Conservatism Collapses in the Emergency Room

Isaiah J. Poole

A column I’ve just posted on Firedog Lake takes Sen. John McCain and the Bush administration to task for failing to address one of the most critical failings of our health care system: our overstressed urban hospitals.

It was one of the elephants in the room when McCain rolled out his health care plan last week, which emphasized a wacky free-market fundamentalism as the solution to our health insurance crisis. This week, the House Government Affairs and Oversight Committee exposed the elephant during a two-day series of hearings on what might happen in seven key cities if there were a disaster comparable to the 1994 train bombing in Madrid, Spain.

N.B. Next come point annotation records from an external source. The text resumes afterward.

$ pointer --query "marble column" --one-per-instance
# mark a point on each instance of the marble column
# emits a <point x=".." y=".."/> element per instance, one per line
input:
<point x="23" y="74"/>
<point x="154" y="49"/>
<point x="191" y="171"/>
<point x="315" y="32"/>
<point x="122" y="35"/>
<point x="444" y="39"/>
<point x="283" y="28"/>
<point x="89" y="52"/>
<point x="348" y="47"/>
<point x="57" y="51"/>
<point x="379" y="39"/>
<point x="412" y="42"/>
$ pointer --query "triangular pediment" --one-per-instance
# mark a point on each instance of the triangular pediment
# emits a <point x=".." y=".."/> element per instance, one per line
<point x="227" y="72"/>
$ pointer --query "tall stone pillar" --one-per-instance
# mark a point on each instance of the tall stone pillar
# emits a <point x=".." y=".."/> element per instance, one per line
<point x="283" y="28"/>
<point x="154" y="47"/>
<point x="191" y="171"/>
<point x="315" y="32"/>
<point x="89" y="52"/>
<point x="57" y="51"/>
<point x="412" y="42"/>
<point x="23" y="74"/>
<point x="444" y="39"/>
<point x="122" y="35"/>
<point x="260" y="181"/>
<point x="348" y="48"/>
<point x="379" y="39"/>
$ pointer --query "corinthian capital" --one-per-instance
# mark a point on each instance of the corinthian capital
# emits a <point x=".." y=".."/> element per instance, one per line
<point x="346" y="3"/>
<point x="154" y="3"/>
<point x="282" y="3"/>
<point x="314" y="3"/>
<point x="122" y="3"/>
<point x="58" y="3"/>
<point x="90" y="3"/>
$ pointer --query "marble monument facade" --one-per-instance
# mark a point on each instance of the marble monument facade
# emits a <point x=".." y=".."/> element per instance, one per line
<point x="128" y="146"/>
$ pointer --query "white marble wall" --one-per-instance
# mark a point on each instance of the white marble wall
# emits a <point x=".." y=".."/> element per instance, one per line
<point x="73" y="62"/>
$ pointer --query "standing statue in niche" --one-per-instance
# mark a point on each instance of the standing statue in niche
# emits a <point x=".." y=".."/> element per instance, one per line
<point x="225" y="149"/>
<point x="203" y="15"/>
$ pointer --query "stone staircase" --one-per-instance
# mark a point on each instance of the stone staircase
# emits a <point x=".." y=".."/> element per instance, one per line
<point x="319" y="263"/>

The results of the survey show that none of the hospitals surveyed in the seven cities had sufficient emergency care capacity to respond to an attack generating the number of casualties that occurred in Madrid. The Level I trauma centers surveyed had no room in their emergency rooms to treat a sudden influx of victims. They had virtually no free intensive care unit beds within their hospital complex. And they did not have enough regular inpatient beds to handle the less severely injured victims. The shortage of capacity was particularly acute in Los Angeles and Washington, D.C.

What this means is that hospital emergency rooms often aren’t equipped to properly handle the day-to-day needs of their communities, much less the burdens of a natural disaster or a terrorist attack. And while the hearing did not explore this in detail, this problem is compounded in communities where a large percentage of the patients are low-income and uninsured.

The committee released the report to highlight the damage that could be caused by Bush administration changes in Medicaid reimbursements, a significant share of hospital income. These hospitals are already pinched by reimbursement rates from both government and private insurers that do not fully compensate them for the cost of care, as well as by the millions of uninsured and underinsured patients that use the hospital facilities as a primary care facility because they do not have a doctor.

This is a complicated problem, but it is one that has been made worse, not better, under the conservative regime of the past seven years. We need progressive health care experts to add to the debate the best ideas for fixing our health care infrastructure as well as guaranteeing access to that system to everyone.